Donald Karouw ยท Selasa, 07 Juli 2020 - 14:06 WIB
Penjelasan BMKG soal Penyebab Gempa Bumi M5,2 di Samudera Hindia Pantai Barat Sumatera
Ilustrasi gempa bumi. (Foto: Istimewa)

JAKARTA, iNews.id - Gempa bumi tektonik bermagnitudo M5,2 mengguncang wilayah Samudera Hindia Pantai Barat Sumatera, Selasa (7/7/2020), pukul 13.16 WIB. Episenter gempa terletak pada koordinat 7,29 LS dan 103,24 BT, atau tepatnya berlokasi di laut. Jaraknya 241 km dari arah Tenggara Pulau Enggano, Bengkulu, dengan kedalaman 10 km.

Kepala Pusat Gempa Bumi dan Tsunami Badan Meteorologi Klimatologi dan Geofisika (BMKG) Rahmat Triyono mengatakan, dengan memperhatikan lokasi episenter dan kedalaman hiposenternya, gempa bumi yang terjadi merupakan jenis dangkal. Gempa terjadi akibat subduksi lempeng Indo-Australia yang menunjam di bawah lempeng Eurasia.

"Hasil analisis mekanisme sumber menunjukkan bahwa gempa bumi tersebut memiliki mekanisme sesar naik atau thrust fault," kata Rahmat dalam siaran pers yang diterima.

Rahmat mengatakan, guncangan gempa bumi ini dirasakan di daerah Kecamatan Limau Tanggamus dalam skala intensitas I-II MMI. Ini artinya, getaran dirasakan oleh beberapa orang dan benda-benda ringan yang digantung bergoyang.

Hingga saat ini belum ada laporan dampak kerusakan yang ditimbulkan akibat gempa bumi tersebut. Hingga pukul 13.40 WIB, hasil monitoring BMKG belum menunjukkan adanya aktivitas gempa bumi susulan.

"Hasil pemodelan menunjukkan bahwa gempa bumi ini tidak berpotensi tsunami," kata Rahmat.

BMKG kembali mengimbau kepada masyarakat agar tetap tenang dan tidak terpengaruh oleh isu yang tidak dapat dipertanggungjawabkan kebenarannya. Masyarakat diminta menghindari bangunan yang retak atau rusak diakibatkan oleh gempa.

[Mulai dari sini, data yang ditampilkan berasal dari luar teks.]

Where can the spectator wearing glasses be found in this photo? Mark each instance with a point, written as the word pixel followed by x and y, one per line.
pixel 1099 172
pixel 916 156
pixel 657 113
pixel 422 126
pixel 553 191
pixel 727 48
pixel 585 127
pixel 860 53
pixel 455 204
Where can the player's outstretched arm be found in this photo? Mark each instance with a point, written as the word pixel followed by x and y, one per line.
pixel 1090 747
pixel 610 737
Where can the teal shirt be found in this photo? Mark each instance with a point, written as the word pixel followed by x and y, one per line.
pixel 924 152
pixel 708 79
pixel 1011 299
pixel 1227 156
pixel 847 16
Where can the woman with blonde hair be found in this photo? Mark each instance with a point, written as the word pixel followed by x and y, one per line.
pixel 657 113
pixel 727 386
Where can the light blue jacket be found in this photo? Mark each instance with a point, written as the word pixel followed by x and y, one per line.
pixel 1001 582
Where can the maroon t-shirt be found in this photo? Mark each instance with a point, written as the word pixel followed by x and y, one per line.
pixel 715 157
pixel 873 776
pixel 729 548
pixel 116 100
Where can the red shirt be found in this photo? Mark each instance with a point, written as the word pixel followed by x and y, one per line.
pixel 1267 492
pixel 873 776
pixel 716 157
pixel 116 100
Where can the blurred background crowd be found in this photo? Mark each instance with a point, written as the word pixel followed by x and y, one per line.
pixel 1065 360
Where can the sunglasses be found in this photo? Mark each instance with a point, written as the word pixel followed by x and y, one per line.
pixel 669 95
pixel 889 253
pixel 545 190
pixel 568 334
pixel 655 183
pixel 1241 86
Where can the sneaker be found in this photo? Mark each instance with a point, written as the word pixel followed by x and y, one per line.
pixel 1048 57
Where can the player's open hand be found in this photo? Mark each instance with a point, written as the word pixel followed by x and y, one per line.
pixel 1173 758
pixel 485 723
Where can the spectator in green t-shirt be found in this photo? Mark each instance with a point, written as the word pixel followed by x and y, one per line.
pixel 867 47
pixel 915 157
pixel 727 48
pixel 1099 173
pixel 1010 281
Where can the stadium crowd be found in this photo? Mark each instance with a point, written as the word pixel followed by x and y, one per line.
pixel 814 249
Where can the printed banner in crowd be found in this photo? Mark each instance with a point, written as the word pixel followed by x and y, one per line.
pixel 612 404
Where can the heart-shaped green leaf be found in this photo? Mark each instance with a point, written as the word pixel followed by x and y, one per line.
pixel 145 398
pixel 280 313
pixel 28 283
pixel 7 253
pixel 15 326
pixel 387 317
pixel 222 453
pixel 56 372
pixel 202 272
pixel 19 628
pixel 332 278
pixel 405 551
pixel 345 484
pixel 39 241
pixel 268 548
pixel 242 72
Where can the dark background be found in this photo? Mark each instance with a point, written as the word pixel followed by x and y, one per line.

"Periksa dan pastikan bangunan tempat tinggal anda cukup tahan gempa, ataupun tidak ada kerusakan akibat getaran gempa yg membahayakan kestabilan bangunan sebelum kembali ke rumah," kata Rahmat.

Selain itu, masyarakat diminta memastikan mendapat informasi resmi yang hanya bersumber dari BMKG dan disebarkan melalui kanal komunikasi resmi yang telah terverifikasi.